Drei grosse, schwere Männer in traditioneller Kleidung steigen zu. Sie schaffen es kaum, sich zwischen die Sitze zu zwängen, stupsen jeden Fahrgast laut schwatzend an. Der dickste erzählt lauthals alle möglichen Geschichten, von denen ich einzelne Wörter erhasche…. bis ein junger, auch traditionell gekleideter Fahrgast laut dazwischen ruft: du bist ein Lügner! Alle grinsen im Bus, ich kann mein Lachen schier nicht mehr unterdrücken, während der eine ständig weiterruft: du bist ein Lügner! Du bist ein Lügner! Irgendwo steigen der grosse Dicke und seine Kollegen aus, wobei er noch seinen Kopf an der Wagendecke anschlägt und ständig weiterplappert, weiterschwatzend vom Bus weggeht…

Der Film läuft weiter: vor dem Fenster sitzen alte, ausgemergelte Männer im Schneidersitz im Hof einer Moschee, rauchen Schischa und blicken ernst auf die Strasse, hinein in den Bus, hinaus ins Nirgendwo. Sie sitzen immer da, tagsüber, nachts, morgens, abends… sie warten auf Arbeit oder auf etwas anderes, das nie kommen wird.

Weitere Geschäfte, Möbel, Autos, Werkzeuge, Feuerlöscher, hell erleuchtet, Hupen und die immer noch romantische arabische Musik verschmelzen ineinander, zu einem Traum, einem Film.

Ich würd‘ es vermissen.
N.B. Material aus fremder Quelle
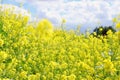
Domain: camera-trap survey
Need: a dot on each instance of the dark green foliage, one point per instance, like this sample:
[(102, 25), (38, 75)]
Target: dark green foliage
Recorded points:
[(102, 31)]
Wenn ich einmal von hier weggehe, werde ich es vermissen…

Eine Bar bleibt draussen vor dem Bus stehen, sie kommt mir bekannt vor… Nein, umgekehrt: der Bus bleibt vor der Bar stehen: Endstation.

Dienstag, September 20, 2011

Traurige Zeiten

Meine Freunde zuhause fragen mich momentan per Email, ob es in Ägypten für Touristen (und für mich) überhaupt noch sicher ist.

Hurghada ist sicher. Es ist wahrscheinlich der sicherste Ort in ganz Ägypten – neben Sharm El-Sheik (und der Polizeiakademie in Kairo, wo die Gerichtsverhandlungen gegen die Repräsentanten des gestürzten Regimes stattfinden). Aber auf den Sinai will sowieso kaum niemand mehr, hat mir eine Freundin gesagt, die dort wohnt. Hurghada ist voller Touristen, die Sheraton Street, die Haupteinkaufsstrasse im Stadtzentrum, die Cafés in El Memscha und in der Marina sind „bumba voll“, wie man das in meinem Dialekt ausdrückt. Im Zentrum und auf den Umfahrungs- und Ausfallstrassen ist die Polizei präsent und aktiv. Wir haben normalerweise Strom, Wasser und Benzin, es gibt kaum Streiks und die Angestellten von HEPCA kehren mehr oder weniger zuverlässig den Müll zusammen und leeren die Mülltonnen. Mein Wohnquartier hat nun auch Wachpersonal: an den drei Zufahrtsstrassen steht neuerdings je ein Schlagbaum und wer hindurch will, muss entweder hier wohnen oder dem Wachmann seinen Fahrausweis übergeben.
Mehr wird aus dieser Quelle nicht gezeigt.